I haven't used Aura much on trim, but should be fine eh?? Or other options 🤔?


----------



## monarchski (Jun 21, 2019)

I haven't used the S/G but the other sheens dry too fast IMO to do any brushing on trim.


----------



## Masterwork (Sep 13, 2020)

Oil primer! Don't want any wood bleeding through. Aura would be fine on top.


----------



## Holland (Feb 18, 2011)

Masterwork said:


> Oil primer! Don't want any wood bleeding through. Aura would be fine on top.
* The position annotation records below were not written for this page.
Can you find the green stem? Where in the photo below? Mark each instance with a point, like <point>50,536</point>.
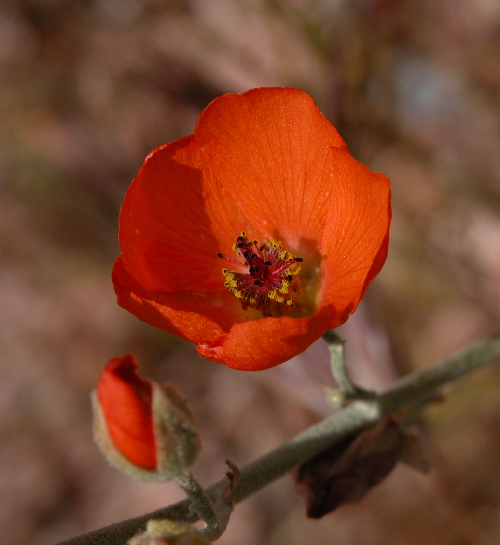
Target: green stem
<point>346,422</point>
<point>347,390</point>
<point>201,504</point>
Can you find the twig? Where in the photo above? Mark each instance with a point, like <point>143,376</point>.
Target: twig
<point>346,422</point>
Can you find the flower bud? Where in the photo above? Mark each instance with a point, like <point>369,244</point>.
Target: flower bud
<point>143,428</point>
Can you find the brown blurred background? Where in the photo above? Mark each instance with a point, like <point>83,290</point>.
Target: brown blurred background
<point>87,89</point>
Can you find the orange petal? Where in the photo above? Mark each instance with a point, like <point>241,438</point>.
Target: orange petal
<point>189,315</point>
<point>270,150</point>
<point>354,245</point>
<point>125,400</point>
<point>174,220</point>
<point>260,344</point>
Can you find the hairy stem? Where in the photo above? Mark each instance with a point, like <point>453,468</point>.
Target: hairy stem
<point>350,420</point>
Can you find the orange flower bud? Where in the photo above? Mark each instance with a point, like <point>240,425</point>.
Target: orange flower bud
<point>144,429</point>
<point>169,532</point>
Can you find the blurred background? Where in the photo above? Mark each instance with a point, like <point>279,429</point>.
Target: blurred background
<point>87,89</point>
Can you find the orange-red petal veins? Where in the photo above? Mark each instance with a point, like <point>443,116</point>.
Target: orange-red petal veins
<point>354,244</point>
<point>125,400</point>
<point>270,149</point>
<point>268,163</point>
<point>174,220</point>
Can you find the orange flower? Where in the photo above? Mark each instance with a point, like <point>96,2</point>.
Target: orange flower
<point>267,184</point>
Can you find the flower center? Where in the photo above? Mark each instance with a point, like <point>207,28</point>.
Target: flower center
<point>271,278</point>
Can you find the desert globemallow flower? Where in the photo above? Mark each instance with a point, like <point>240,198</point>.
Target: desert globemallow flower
<point>256,234</point>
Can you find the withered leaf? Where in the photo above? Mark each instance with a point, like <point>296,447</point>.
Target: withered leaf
<point>346,471</point>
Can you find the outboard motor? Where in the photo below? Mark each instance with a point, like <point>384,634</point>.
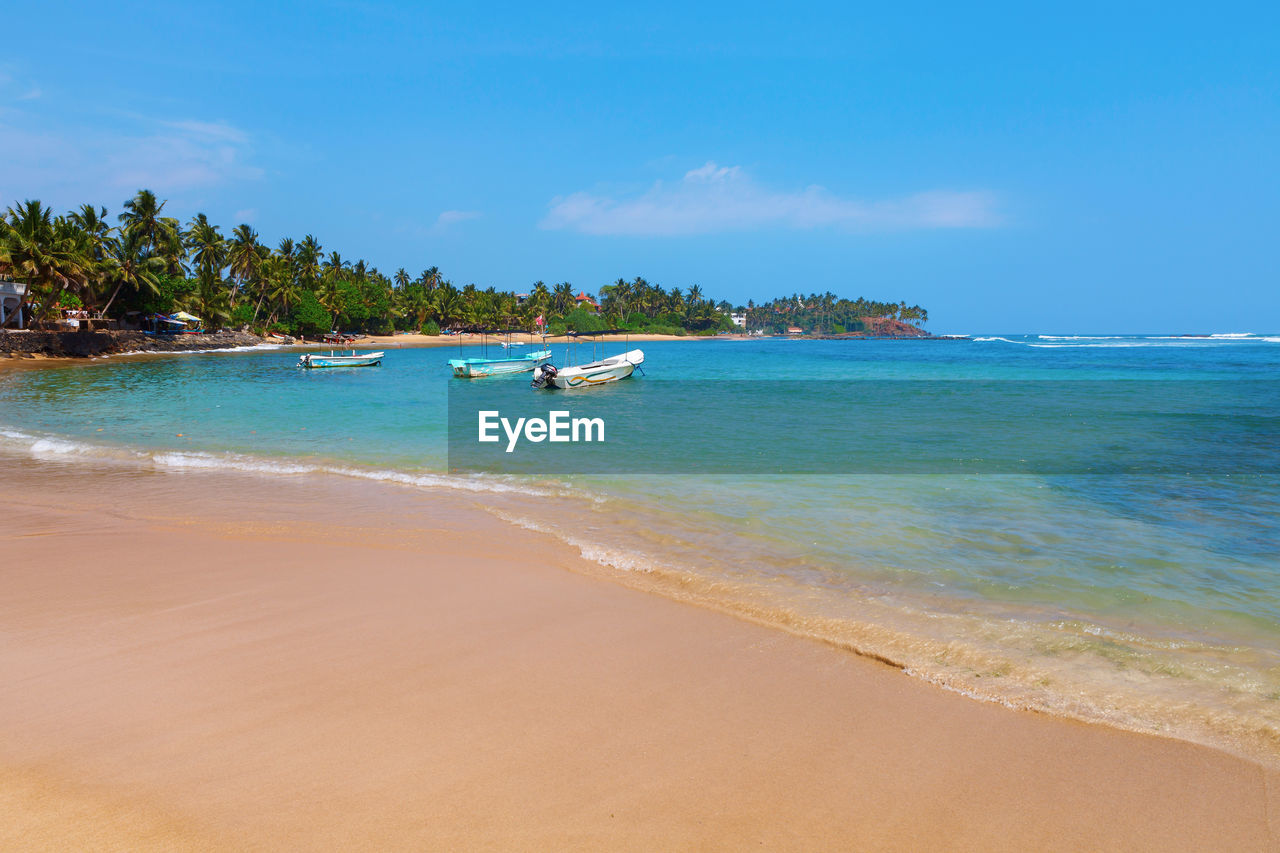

Do you think you'll get bleed through on varnished wood?


----------



## Masterwork (Sep 13, 2020)

If you sand through it by accident.


----------



## cocomonkeynuts (Apr 14, 2017)

freshstart 217 undercoater + cabinetcoat


----------



## finishesbykevyn (Apr 14, 2010)

cocomonkeynuts said:


> freshstart 217 undercoater + cabinetcoat


Would rather not use an oil. There's a solid coat of Varnish on there that I don't plan on burning through. Plus its in a little old lady's house and ill be spraying.. Although this may be a good time tobtry the cabinet coat. 6hr. Recoat though is only problem.. and your 217 is 24hrs..


----------



## cocomonkeynuts (Apr 14, 2017)

finishesbykevyn said:


> Would rather not use an oil. There's a solid coat of Varnish on there that I don't plan on burning through. Plus its in a little old lady's house and ill be spraying.. Although this may be a good time tobtry the cabinet coat. 6hr. Recoat though is only problem.. and your 217 is 24hrs..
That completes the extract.